17. ICAM Invalid CRL Signature

18. Invalid CRL Issuer Name

19. Invalid Old CRL nextUpdate

20. Invalid CRL notBefore

21. Invalid CRL Distribution Point

22. Valid requiredExplicitPolicy

23. Invalid requiredExplicitPolicy

24. Valid GeneralizedTime

25. Invalid GeneralizedTime

26. Invalid SKID

27. Invalid AKID

28. Invalid CRL format

29. Invalid CRL Signer

30. Golden PIV-I path

31. OCSP - Unable to get Issuer Cert Locally

To enabled or disable PKI Fault Options:

1. Go to System -> PIV -> PKI Fault Options.

2. Check or Uncheck fault options.

3. Click Save to update.
   
   

CRL Summary

Primis downloads CRL information for all cardholders in the database periodically. It provides a summary of the number of revoked certificates under each relevant issuer. See System -> PIV -> CRL Summary:

If CRL information cannot be obtained for more than 16 hours, this summary page will provide an alert that indicates ‘Download Overdue’.

PIV Card Single-Sign‐On Configuration

This section covers the steps to sign on to Primis Admin using PIV cards.

1. Enroll a PIV cardholder into Primis by VeriCert.

2. Go to Users, and edit the user profile.

3. Enable Admin function to the user.
   
   

    

4. Enter the logon User ID, password and appropriate privileges.

5. Click Save.

6. Add the PIV card's Root Certificate in System -> PIV -> Certificate Manager.

7. Restart Primis server (System -> Utilities -> Reboot).

8. In Windows, make sure “Certificate Propagation Service” is enabled and started.

9. Insert PIV card into reader.

10. In Chrome browser, go to https://<PrimisServerIP>:8443/

11. Select the PIV Authentication Certificate for the card.

12. Enter PIN.

13. Once PIN is validated, the browse will log in to Primis Admin.

Mobile Access

Primis now provides location based access with mobile devices such as iPhone or Android. Traditionally each controlled area has to be associated with a reader. With this new “Geo Location” based feature, a controlled area can simply be assigned with a GPS co-ordinate or a proximity device such as a Bluetooth Beacon. Primis first determines the user’s proximity to a door/controlled-area by comparing the location reported by the mobile. Once determined, Primis then performs the corresponding access control operation. This feature conveniently bypasses the need for readers and access cards; instead a mobile device is used as credential identification.

Configuring Geo Location

To configure Geographic information:

1. Select the Controlled Area

2. Click the Geo Location tab.

3. For GPS based access, select GPS radio button.

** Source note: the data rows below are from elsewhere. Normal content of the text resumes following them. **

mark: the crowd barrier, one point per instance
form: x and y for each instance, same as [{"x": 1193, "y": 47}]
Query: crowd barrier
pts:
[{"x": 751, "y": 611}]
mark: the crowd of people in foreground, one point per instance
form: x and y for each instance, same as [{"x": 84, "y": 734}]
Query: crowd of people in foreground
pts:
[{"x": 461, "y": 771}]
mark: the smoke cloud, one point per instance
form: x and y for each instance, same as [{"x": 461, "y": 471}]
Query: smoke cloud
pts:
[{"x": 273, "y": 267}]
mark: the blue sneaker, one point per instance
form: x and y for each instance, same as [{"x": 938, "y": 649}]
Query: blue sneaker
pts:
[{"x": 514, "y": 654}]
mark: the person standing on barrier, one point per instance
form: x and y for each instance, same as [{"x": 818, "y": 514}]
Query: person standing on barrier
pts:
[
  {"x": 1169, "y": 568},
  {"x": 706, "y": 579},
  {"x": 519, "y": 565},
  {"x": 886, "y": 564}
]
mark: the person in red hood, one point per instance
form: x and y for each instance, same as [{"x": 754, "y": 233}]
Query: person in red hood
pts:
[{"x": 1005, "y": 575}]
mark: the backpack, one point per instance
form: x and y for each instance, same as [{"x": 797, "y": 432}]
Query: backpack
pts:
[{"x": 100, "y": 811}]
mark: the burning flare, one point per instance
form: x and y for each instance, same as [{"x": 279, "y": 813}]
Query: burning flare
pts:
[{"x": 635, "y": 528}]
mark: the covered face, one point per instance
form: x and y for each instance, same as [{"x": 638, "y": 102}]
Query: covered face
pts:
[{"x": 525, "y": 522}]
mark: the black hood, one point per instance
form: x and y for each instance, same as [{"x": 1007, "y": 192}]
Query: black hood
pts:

4. Enter Latitude, Longitude, radius, and the unit (e.g. Feet or Meter) that best cover the entrance area.
   
   

5. Click Enabled to activate Geo Location access for this area.

6. For Beacon based access, repeat steps 1 – 2 and click Beacon radio button instead.

7. Select the Unique ID from the Beacon dropdown list. For details on allocating Beacons in Primis, see the next section Configuring Beacon Access.

8. Click Enabled to activate Beacon access for the area.

Configuring Beacon Access

To configure Beacons in Primis:

1. Go to System.

2. Click Mobile to expand its sub-menus.

3. Click Beacon Config.

4. Enter the following information:

5. Click Sync checkbox to enable periodic updates to Beacon status information. The default behavior is every two hours.

Mobile Device Registration

To register a Mobile user in Primis, these are the general steps:

1. Create the user and set the Mobile flag to true.

2. Assign a mobile password for the user.

3. Primis server will automatically send the password to the mobile user via email.

4. Once the password is obtained, the user may log on to the Primis Mobile App and start enjoying the service.

Configuring email server on Primis

1. Go to System -> Mobile.

2. Click Email Config.

3. Enter the email server’s address and the sender address of the registration email.
   
   

    

Configuring the registration Email Template

1. Go to System -> Mobile.

2. Click menu item Mobile Onboard Email Template.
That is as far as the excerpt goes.